Penipu telah menemukan cara baru untuk menjangkau pembeli: meminta ChatGPT melakukan pemasaran untuk mereka. Menurut The Guardian, layanan pengecekan penipuan Ask Silver menemukan bahwa chatbot OpenAI merekomendasikan situs web ritel palsu yang dibuat untuk mengambil rincian pembayaran dari pembeli yang tidak menaruh curiga. Situs-situs tersebut meniru etalase asli dan menggunakan URL yang tampak resmi, sehingga sulit dikenali tanpa pengawasan ketat.

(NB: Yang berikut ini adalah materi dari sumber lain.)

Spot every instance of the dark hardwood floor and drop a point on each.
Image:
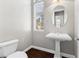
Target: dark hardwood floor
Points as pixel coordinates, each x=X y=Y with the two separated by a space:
x=34 y=53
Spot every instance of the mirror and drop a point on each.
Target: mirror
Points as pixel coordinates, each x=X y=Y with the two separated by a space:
x=59 y=16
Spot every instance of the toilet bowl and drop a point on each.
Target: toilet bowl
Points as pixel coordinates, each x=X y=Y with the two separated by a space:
x=8 y=49
x=18 y=54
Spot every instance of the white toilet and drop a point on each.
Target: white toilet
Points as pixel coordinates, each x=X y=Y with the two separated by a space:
x=8 y=49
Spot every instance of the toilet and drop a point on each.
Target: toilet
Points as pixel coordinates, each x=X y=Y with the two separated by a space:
x=8 y=49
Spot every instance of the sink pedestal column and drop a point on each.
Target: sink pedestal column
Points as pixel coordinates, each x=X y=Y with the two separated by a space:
x=57 y=49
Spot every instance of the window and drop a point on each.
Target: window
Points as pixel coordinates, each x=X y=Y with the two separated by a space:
x=38 y=15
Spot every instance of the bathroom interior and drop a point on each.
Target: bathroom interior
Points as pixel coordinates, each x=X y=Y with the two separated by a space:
x=39 y=28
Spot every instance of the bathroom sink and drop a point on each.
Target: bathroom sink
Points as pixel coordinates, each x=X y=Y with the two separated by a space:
x=59 y=36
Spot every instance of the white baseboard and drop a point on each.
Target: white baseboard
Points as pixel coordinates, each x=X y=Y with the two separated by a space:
x=50 y=51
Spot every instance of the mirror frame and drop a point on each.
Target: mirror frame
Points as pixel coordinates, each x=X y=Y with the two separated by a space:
x=65 y=15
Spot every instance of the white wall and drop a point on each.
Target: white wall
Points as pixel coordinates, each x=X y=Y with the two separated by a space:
x=77 y=28
x=39 y=37
x=15 y=21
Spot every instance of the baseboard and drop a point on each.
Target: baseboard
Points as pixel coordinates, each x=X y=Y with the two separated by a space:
x=28 y=48
x=50 y=51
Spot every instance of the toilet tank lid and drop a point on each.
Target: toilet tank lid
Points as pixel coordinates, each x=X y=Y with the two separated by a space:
x=8 y=42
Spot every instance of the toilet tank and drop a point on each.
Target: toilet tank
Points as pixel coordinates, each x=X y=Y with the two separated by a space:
x=8 y=47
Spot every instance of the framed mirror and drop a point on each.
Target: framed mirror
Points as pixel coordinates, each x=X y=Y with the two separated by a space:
x=59 y=16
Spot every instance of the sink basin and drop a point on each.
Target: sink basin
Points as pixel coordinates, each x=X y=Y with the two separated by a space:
x=59 y=36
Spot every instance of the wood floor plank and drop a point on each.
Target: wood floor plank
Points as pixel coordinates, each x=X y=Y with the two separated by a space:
x=34 y=53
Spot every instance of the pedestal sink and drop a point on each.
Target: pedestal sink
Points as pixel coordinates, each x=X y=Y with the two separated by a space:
x=58 y=37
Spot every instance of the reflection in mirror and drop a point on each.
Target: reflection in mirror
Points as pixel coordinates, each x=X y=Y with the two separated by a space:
x=59 y=16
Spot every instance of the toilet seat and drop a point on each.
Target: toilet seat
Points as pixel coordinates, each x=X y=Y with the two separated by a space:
x=18 y=54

Merek yang sudah tidak beroperasi lagi adalah target utama Para penipu tampaknya sengaja menargetkan merek yang baru saja ditutup atau diakuisisi, sehingga menimbulkan kesenjangan antara permintaan konsumen dan kehadiran web resmi. Anna Jones dari Ask Silver mengatakan kepada The Guardian bahwa Russell & Bromley, pengecer alas kaki Inggris yang mulai beroperasi pada Januari 2026, adalah salah satu contohnya. Dengan tidak adanya situs resmi yang tersisa setelah Next menyerap merek tersebut, penipu membuat tiruan yang meyakinkan dan mengoptimalkannya agar muncul di hasil ChatGPT. Pembeli yang menanyakan nama produk Russell & Bromley kepada chatbot akan langsung diarahkan ke sana. Jones mengatakan salah satu penjelasan yang mungkin adalah bahwa pelaku kejahatan telah menyemai data pelatihan ChatGPT dengan konten yang dirancang untuk mempromosikan halaman palsu, sebuah teknik yang terkadang disebut peracunan data. Pranob Mehrotra / Digital Trends OpenAI tampaknya telah memperbarui hasilnya untuk kueri belanja terkait Russell & Bromley, dan kini menampilkan peringatan yang menyatakan, “Beberapa situs web yang saat ini mengiklankan produk Russell & Bromley dengan harga 80% tampak mencurigakan dan mungkin bukan pengecer resmi. Laporan terbaru menyoroti toko Russell & Bromley palsu yang muncul di hasil penelusuran yang didukung AI.” Masalah yang lebih besar ketika AI mengambil alih belanja Penelitian yang diterbitkan tahun lalu menemukan bahwa ChatGPT sudah kesulitan memberikan rekomendasi produk yang konsisten dan dapat diandalkan, namun menyesatkan pengguna ke situs penipuan adalah kegagalan yang lebih serius. Masalahnya kemungkinan besar akan bertambah seiring dengan semakin aktifnya AI dalam proses pembelian. Louise Baxter dari Standar Perdagangan Nasional Inggris mengatakan kepada The Guardian bahwa penipu beradaptasi dengan cepat terhadap teknologi baru. Dengan belanja AI agen yang sudah berada pada tahap awal, peluang untuk mengatasi kerentanan ini masih sempit.